Vietnam’s economic growth is projected to recover in the second half of 2023, reaching around 4.7 percent for the year, supported by a rebound in exports and expansionary domestic policies. Inflation is expected to remain contained below the SBV’s 4.5 percent ceiling. Over the medium term, Vietnam can return to high growth rates as structural reforms are implemented.

However Medas noted that,“In the short term, downside risks to growth remain large. Growth could disappoint if weakness in external demand persists or investment remains subdued. A deepening of the ongoing real estate and corporate bond market problems, along with rising non-performing loans, could harm banks’ ability to support growth.”

The measures taken by the SBV and the government have helped soften the impact of headwinds. Further efforts to safeguard macroeconomic and financial stability and accelerate reforms would ensure that the economy remains on a secure footing. The policy mix should be re-balanced with greater emphasis on fiscal support to the economy and the most vulnerable.

The IMF found that, “The SBV was able to both contain price and liquidity pressures in a very challenging environment. Greater exchange rate flexibility and continued efforts to modernize the monetary policy framework would provide significant dividends. Further monetary policy easing, and measures to boost credit growth, at this stage will likely be less effective and more risky, given global rates are likely to stay high for long, and banks in Vietnam are already facing rising non-performing loans and high loan-to-deposit ratios.”

The current challenging economic environment and rising non-performing loans require the swift development of an action plan to protect financial stability and accelerating needed reforms.

In this context, fiscal policy should take the lead in providing support to the economy and the poorest and most vulnerable groups, especially as the government has fiscal space. The planned increase in spending (wages and public investment) and cut in taxes will help boost domestic demand. However, some tax cuts are regressive and have negative effects on climate (for example, car registration fees). Instead, given taxes are relatively low in Vietnam, the authorities could instead consider boosting spending to address infrastructure, strengthen the social safety net, and address other social needs. Further fiscal support should be considered, especially if the recovery disappoints.

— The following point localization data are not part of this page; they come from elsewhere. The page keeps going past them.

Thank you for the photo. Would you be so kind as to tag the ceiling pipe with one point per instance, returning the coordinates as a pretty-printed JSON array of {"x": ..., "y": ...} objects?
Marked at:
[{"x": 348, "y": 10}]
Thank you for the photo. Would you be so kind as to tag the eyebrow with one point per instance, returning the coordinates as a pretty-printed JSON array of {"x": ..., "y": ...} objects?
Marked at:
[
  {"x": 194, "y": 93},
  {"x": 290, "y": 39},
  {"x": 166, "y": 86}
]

“Decisive actions to restructure the real estate sector and to promote a sound corporate bond market are warranted. The authorities have taken actions to reduce short-term risks, but more structural solutions should now be prioritized. In particular, the authorities should address legal bottlenecks that are impeding completions of real estate projects, strengthen the regulation and governance of the corporate bond market, and improve the debt enforcement and insolvency framework.” as per the IMF’s recommendations.

In their statement the IMF also concluded that, “Achieving Vietnam’s ambitious development and climate objectives will require accelerating reforms to improve the business environment, critical infrastructure, and invest in education.”

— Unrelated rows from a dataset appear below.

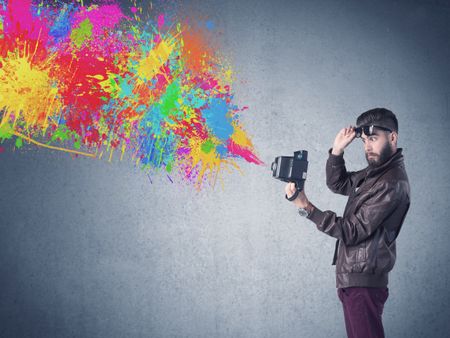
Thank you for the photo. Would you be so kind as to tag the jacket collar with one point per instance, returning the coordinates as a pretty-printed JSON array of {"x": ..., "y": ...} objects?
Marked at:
[{"x": 394, "y": 161}]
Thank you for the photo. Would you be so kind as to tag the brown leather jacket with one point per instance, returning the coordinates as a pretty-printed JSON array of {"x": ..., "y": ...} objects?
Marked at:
[{"x": 378, "y": 201}]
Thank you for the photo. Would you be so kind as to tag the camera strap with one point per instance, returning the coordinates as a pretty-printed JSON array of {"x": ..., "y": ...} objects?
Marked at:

Additionally, scaling-up social and infrastructure spending, including to meet Vietnam’s climate objectives, will require revenue mobilization efforts. The authorities’ new plans on energy and climate are an important step forward, and the priority should now be on implementing concrete actions. There has been a strong push in controlling corruption in recent years and continued efforts to improve governance and the business environment would be welcome.

Medas summed up saying that, “The Anti-Money Laundering / Countering the Financing of Terrorism framework also warrants strengthening. Efforts to reduce data gaps, including on the fiscal and external accounts, would help improve policy making and generate greater economic benefits.”